偶有性を積極的に取り込み、交差点という「現場でしか経験できない体験」を多発させる。異なる知の体現者同士の交流を身体的に体験すれば、それが身体的な表現を支え、「身ぶりをともなって擬音語・擬態語を発する」ことになる。この表現に、既存の言葉遣いでは表現しきれない身体知や暗黙知が含まれている。
知識創造の学者たちは、知の成果ばかりをみて後づけで異なる分野の知の融合や綜合を着実なものとして解釈する。しかし、世の中に起っている現象はもっと不確かであり、ほんのごく一部が確かな成果に結びついている、というのが現実である。
発想思考の促進現場にたつ私にとって確かなことは、最初はたった一人の個人の頭の中で、無意識が浮かべた発想の断片から、あるいは洞察の断片からイノベーションは萌芽している、ということである。
個人の発想や洞察の欠片を言葉にして、自己そして他者と対話することで認識を深め知識化したり知識として共有していく。こうした言わば人間論的な過程が、特に「交差的イノベーション」には不可欠である。
交差点での偶発的な出会いや出来事は人々の無意識と意識に有意義なインプットになり発想思考のアクセルになる。交差点という場を用意することが、何よりの発想ファシリテーションなのである。
身体感覚を表現する言葉が思考の質を見定めている
「味覚とことばは、口のなかにあるこの不思議な生き物(筆者注:舌のこと)を仲立ちにして、つながっているともいえます。(中略)
味覚は、生存のために食べ物をより分けるための感覚なのでしょう。
ものごとを判断する基準として、味にまつわることばがよく使われます。
『きみの考えは甘いね』『辛口のご意見、ありがとうございました』『苦い教訓だけど、のみこまなければ』『甘酸っぱい思いが胸にあふれて』
考えることは、あたまのなかの働きですが、その考えが良いか悪いかということになると、味を判定するからだに近いことばが活躍する。この仕組みは不思議です。

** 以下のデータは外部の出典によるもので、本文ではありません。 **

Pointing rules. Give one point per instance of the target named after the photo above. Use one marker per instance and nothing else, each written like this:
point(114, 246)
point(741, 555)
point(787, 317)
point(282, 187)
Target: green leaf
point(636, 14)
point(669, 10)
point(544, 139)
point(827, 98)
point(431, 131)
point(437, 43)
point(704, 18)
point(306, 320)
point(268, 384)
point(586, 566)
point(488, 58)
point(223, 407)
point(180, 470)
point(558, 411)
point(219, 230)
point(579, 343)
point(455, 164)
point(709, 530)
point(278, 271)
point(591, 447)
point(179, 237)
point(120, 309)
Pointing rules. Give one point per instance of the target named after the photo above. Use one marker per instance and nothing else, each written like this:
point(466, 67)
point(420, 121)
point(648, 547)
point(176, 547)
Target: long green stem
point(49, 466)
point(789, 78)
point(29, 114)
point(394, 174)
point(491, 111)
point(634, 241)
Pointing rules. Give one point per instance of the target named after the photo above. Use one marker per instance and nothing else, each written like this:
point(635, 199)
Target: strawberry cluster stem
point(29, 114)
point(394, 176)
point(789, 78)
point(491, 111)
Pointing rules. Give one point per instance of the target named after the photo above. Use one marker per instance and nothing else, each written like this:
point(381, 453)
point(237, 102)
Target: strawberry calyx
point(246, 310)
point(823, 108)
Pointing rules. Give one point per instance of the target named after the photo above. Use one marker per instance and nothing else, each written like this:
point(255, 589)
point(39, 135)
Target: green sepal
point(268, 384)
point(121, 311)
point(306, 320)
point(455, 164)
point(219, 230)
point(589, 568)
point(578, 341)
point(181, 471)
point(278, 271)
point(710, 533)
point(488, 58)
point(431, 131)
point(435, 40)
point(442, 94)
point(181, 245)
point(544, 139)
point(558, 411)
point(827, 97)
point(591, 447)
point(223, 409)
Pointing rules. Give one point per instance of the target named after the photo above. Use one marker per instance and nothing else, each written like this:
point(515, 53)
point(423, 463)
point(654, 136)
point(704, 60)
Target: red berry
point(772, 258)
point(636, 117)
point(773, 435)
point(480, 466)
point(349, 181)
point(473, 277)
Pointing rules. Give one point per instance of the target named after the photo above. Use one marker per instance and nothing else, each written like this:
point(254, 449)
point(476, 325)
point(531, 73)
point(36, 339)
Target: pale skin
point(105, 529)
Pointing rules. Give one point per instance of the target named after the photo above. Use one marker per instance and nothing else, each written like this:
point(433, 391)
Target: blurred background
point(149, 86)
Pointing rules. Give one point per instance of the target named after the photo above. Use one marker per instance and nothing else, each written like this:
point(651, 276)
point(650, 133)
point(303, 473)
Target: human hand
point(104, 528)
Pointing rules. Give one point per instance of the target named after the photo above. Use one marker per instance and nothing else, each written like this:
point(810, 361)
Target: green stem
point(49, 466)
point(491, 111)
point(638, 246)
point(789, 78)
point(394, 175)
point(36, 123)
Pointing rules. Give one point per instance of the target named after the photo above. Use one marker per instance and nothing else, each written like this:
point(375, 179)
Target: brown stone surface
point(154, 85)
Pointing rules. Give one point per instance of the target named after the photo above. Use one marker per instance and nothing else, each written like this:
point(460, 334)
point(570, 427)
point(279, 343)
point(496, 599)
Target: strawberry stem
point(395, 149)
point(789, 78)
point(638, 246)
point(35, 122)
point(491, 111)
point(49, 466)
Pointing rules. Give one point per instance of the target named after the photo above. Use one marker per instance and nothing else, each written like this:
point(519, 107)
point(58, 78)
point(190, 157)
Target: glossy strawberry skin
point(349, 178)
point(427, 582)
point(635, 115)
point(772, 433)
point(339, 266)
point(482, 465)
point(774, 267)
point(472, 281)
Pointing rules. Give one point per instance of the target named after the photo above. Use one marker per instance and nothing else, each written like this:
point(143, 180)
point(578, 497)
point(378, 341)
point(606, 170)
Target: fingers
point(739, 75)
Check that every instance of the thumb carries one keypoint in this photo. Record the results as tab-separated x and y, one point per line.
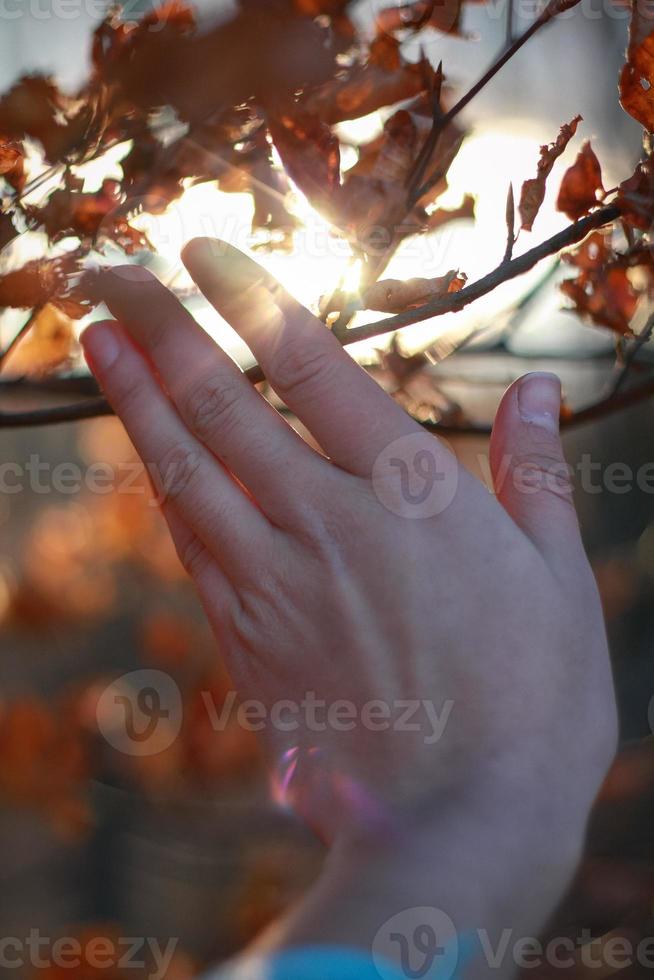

ひらがなで表せる味覚の評価語が、思考の質を見定めているのです」
思考はコトだから、その質を評価する味覚の評価語、「甘い」「辛い」「苦い」「甘酸っぱい」は<コトの感覚>の概念要素である。
定性的な評価の内、身体知や暗黙知の含有率が高く、けっきょくどのように「甘い」「辛い」「苦い」「甘酸っぱい」かは本人なり体験を共有した当事者間でしか理解できない、ということが着目される。
仮に漢語を使って、「きみの考えは楽観的に過ぎる」「批判的なご意見、ありがとうございました」「過酷な教訓だけど、のみこまなければ」「青春期のような思いが胸にあふれて」などと表現すると、当事者でなくても誰でも具体的ニュアンスが理解ができる(あるいはできたような気になれる)明示知になる。定性的評価をプロトタイプとして共有しているから理解するのだ。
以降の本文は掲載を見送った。